I stated LitWorld three years ago to campaign for this dream. One of the most surprising things I've learned is that while I love schools, they cannot be the only solution. We have to cultivate all families and everyone in the community as literacy leaders too. I think there are going to be lots and lots of ways we can imagine to help all people learn to read and write, whether it's via a mobile phone or by a roving LitWorld Ambassador. Although school was designed to give kids a chance, around the world I too often see kids piling into schools but nothing much is happening there. We cannot rely on schools alone. I want LitWorld to be about learning to read transformationally.
The other surprising thing I learned is that the numbers of illiterate people worldwide are staggering, even more so than I had ever imagined.
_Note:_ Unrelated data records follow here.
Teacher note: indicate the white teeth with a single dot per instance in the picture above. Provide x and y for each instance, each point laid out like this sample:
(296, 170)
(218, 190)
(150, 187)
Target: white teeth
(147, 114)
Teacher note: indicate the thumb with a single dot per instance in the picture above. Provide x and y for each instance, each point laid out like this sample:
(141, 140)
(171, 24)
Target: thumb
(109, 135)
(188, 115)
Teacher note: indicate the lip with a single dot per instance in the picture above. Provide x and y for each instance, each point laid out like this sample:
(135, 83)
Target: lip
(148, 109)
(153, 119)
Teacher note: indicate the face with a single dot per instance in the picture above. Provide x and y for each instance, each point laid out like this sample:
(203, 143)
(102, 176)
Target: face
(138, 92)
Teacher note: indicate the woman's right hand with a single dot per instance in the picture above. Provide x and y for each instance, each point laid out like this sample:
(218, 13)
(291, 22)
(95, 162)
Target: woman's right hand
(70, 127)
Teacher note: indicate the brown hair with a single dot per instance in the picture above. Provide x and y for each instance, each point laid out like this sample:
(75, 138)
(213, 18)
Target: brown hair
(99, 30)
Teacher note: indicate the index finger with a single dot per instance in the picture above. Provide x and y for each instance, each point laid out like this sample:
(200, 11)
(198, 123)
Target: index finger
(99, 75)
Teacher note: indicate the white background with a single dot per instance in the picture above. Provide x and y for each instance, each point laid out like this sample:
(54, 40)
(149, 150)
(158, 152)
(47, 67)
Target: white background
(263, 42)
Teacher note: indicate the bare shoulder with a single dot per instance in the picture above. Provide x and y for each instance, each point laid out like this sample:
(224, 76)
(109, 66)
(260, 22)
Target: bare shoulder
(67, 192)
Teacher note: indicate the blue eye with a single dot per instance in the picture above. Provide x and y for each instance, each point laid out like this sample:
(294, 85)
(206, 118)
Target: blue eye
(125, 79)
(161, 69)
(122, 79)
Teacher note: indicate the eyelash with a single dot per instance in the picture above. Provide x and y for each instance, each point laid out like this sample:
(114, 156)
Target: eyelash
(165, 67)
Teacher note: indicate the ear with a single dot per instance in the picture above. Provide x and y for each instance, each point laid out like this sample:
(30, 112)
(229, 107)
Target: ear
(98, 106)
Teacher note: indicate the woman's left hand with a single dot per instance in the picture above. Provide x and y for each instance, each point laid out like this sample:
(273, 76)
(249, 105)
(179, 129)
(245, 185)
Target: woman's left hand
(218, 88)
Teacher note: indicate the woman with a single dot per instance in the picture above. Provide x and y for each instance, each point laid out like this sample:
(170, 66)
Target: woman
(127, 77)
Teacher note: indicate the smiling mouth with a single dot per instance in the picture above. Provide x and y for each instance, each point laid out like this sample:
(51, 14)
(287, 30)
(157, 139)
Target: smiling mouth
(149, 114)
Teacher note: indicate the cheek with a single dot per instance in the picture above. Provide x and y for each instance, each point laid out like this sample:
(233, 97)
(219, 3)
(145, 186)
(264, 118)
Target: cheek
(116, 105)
The official number is 774 million, which is huge to begin with, but I have traveled a great deal in these past three years and both here and everywhere I meet hundreds of people who may be able to decode the aplphabet but are still not reading anywhere near what it would take for them to use reading as a powerful force for change in their own lives. The numbers are unacceptable. We can change this problem, if we all join together and see this as the Human Rights issue of our time.
What advice would you give to teachers and librarians who would like to develop joint community literacy initiatives or activities?
I love this; collaboration is the key in this new era. The internet is powerful but can also be confusing. Please visit us at Litworld.org and we can help you organize for joint community initiatives. Our World Read Aloud Day is in its third year and we need your support for that one!
In a day and age of scripted Language Arts programs and high-stakes testing, some teachers and administrators are hesitant to branch out or deviate from what has been given to them. Yet, for many urban schools, improvement in reading scores are still slow. Where would you advise a teacher or school to begin in supplementing required reading programs in order to support children in developing personal reading habits at school and at home?
The main problem is that children are never given an opportunity to actually read and to build stamina, fluency and enjoyment. They are constantly asked to do activities and responses to reading, which does not improve stamina, probably the key and most underdiscussed aspect of a personal reading life. Teachers simply must give kids more time to read in school. It's actually that simple, truly. Even ten minutes a day of independent reading levels in books they really love, about topics that matter to them, is going to improve test scores, and best of all, give them the idea that having a reading life matters.
With decreasing/disappearing funding for school libraries and librarians - and even public libraries - the classroom library is becoming even more essential. What suggestions or tips would you have for a teacher in creating a basic functional classroom library that can grow over time and address the diversity of his/her students?
Invite your students to help you build the library. Ask them what motivates them as readers and build baskets, bins and on-line resources around those passions. Also, I co-authored a book The Great Eight (Scholastic) that has tons of really cool photos of classroom libraries. These should help in setting up your own! I believe the classroom library is truly essential and should change over the course of the year to reflect our students as growing readers. Access to powerful texts that inspire us as readers and writers is so crucial.